La lezione utile agli altri azzurri: odiare perdere
DA UNO DEI NOSTRI INVIATI
Secondo Bob Bowman, storico allenatore di Michael Phelps, il grande atleta non è quello che ama vincere ma quello che odia perdere. A questo concetto si può affiancare la famosa, e se ci pensiamo bene tremenda, teoria di André Agassi secondo cui il dolore per una sconfitta è incommensurabilmente più grande della gioia per una vittoria. Federica Pellegrini appartiene a questo genere di atleti. Per lei la vera scintilla per la gloria è il negativo da sfuggire; il successo è effimero, è il fallimento invece che resta sulla pelle come un tatuaggio per sempre, soprattutto quando si è convinti di avere fatto tutto quello che c’era da fare. A Londra Federica era arrivata fuori condizione e sapeva che sarebbe finita male.
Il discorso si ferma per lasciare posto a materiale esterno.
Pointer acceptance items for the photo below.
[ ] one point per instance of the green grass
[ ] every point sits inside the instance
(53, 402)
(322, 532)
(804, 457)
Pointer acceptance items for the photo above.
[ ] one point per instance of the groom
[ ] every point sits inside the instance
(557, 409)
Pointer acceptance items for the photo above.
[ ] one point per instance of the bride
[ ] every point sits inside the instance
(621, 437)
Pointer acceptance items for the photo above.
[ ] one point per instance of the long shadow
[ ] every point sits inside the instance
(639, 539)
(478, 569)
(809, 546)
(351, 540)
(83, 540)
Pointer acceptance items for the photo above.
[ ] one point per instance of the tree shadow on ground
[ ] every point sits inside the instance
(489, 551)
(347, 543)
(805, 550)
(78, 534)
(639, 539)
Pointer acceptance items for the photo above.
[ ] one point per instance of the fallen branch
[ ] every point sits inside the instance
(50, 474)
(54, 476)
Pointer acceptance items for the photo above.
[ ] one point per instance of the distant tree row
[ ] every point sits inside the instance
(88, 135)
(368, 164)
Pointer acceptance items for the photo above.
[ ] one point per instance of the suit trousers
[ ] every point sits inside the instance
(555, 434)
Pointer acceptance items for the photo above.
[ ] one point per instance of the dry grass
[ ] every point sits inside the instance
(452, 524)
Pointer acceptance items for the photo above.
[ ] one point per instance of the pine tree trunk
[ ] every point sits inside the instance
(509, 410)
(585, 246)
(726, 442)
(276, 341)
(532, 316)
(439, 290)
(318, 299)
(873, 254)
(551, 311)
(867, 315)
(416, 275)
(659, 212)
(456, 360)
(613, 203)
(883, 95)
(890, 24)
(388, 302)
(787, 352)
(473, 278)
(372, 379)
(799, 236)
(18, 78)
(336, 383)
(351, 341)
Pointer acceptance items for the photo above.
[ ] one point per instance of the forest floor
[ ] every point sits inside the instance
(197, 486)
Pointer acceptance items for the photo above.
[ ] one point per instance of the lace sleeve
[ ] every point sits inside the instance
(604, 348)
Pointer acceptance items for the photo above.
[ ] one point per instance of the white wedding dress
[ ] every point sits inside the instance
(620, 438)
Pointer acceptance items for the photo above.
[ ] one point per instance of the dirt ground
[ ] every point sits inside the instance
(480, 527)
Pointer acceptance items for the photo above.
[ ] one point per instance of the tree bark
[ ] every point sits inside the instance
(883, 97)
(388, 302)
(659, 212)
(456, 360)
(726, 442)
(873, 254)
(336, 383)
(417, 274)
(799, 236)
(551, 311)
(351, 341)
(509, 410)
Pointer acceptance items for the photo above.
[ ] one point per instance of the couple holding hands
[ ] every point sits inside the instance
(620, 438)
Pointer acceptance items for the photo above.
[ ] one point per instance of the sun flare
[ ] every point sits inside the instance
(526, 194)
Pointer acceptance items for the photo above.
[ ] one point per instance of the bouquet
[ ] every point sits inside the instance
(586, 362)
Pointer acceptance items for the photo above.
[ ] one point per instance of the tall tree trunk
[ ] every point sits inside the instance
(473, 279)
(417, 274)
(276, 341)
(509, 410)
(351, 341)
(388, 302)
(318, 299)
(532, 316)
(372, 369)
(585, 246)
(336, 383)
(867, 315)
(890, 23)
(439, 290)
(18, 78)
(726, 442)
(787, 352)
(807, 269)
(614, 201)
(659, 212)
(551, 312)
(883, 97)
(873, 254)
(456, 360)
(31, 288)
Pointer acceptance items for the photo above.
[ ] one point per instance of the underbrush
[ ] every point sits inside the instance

Qui è stato diverso, e perciò la sconfitta le risulta ancora più odiosa. Ecco dunque perché, superata la delusione, Fede sta già immaginando di ripartire. Non è detto che lo farà, perché un conto è dire, un conto è buttarsi davvero in una vasca e riprendere a macinare chilometri. E però — stabilito che continuare o ritirarsi sarebbero scelte di pari dignità — questo piccolo orgoglioso cambio di rotta in una sola notte racconta molto della testa della campionessa e delle ragioni per cui, al di là di un talento naturale unico, è diventata una delle più grandi atlete italiane di sempre. C’è poi, tra le pieghe di questa vicenda, un altro risvolto che riguarda tutta la Nazionale. A parte il gran bronzo di Gabriele Detti nei 400 stile e qualche lampo isolato, e in attesa di Paltrinieri che entrerà in scena domani nella batteria dei 1.500, non sta andando bene. In alcuni casi, anzi, sta andando malissimo. Una leggenda vivente come la Pellegrini che prova a rialzarsi in questo modo può essere un lezione per chi è venuto ai Giochi come in gita premio. Odiare perdere non contempla gite premio. Per questo è un sentimento — e una condanna — di pochi. Li chiamano campioni.